Ajout ou modification de la clause d’exclusion
L’accord des associés à l’unanimité était auparavant requis pour l’adoption ou la modification des clauses d’exclusion dans les statuts de SAS. Depuis la loi de simplification du droit des sociétés n° 2019-744 du 19 juillet 2019 (la « Loi Soilihi »), entrée en vigueur dans le sillage de la loi Pacte, ces clauses peuvent désormais être adoptées ou modifiées « par une décision prise collectivement par les associés dans les conditions et formes prévues par les statuts » (article L.227-19, alinéa 2 du Code de commerce).
Ce nouvel ajout a été perçu par une partie de la doctrine comme une mise en danger des actionnaires minoritaires de SAS, dont la place dans la société serait soumise au bon vouloir des actionnaires majoritaires.
Certains auteurs ont également rappelé le principe posé par l’article 1836 du Code civil, selon lequel il est interdit d’augmenter les engagements d’un associé sans son consentement.
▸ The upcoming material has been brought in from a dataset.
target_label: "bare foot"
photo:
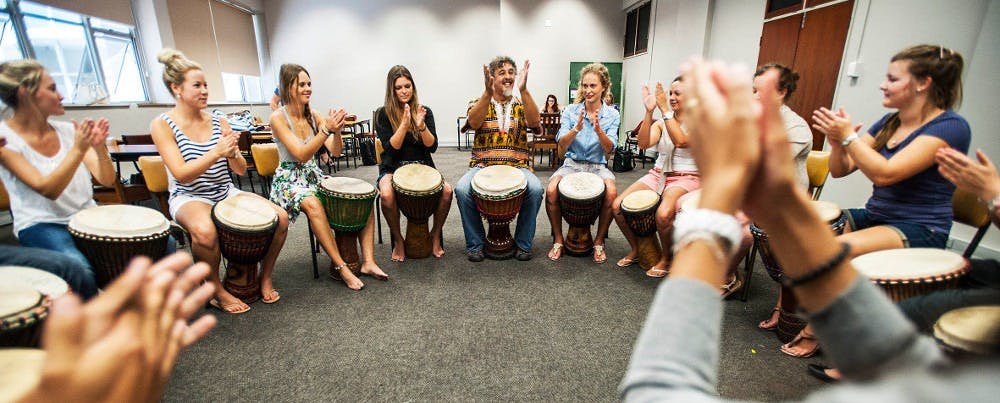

Cet argument permet de soutenir que l’adoption d’une clause d’exclusion (ou encore l’ajout d’un motif d’exclusion et/ou la révision des modalités de fixation du prix de rachat des actions de l’associé exclu) s’analyse en une augmentation des engagements des associés et devrait donc recueillir l’unanimité. Selon cette même logique, d’autres décisions plus avantageuses pour les actionnaires, telle que la suppression d’un motif d’exclusion par exemple, ne nécessiterait qu’un vote à la majorité prévue par les statuts. Bien que la jurisprudence ne se soit pas encore prononcée sur cette question, il semble cependant qu’en vertu du principe specialia generalibus derogant, l’article 1836 du Code civil doive s’effacer devant l’article L.227-19 du Code de commerce applicable aux SAS.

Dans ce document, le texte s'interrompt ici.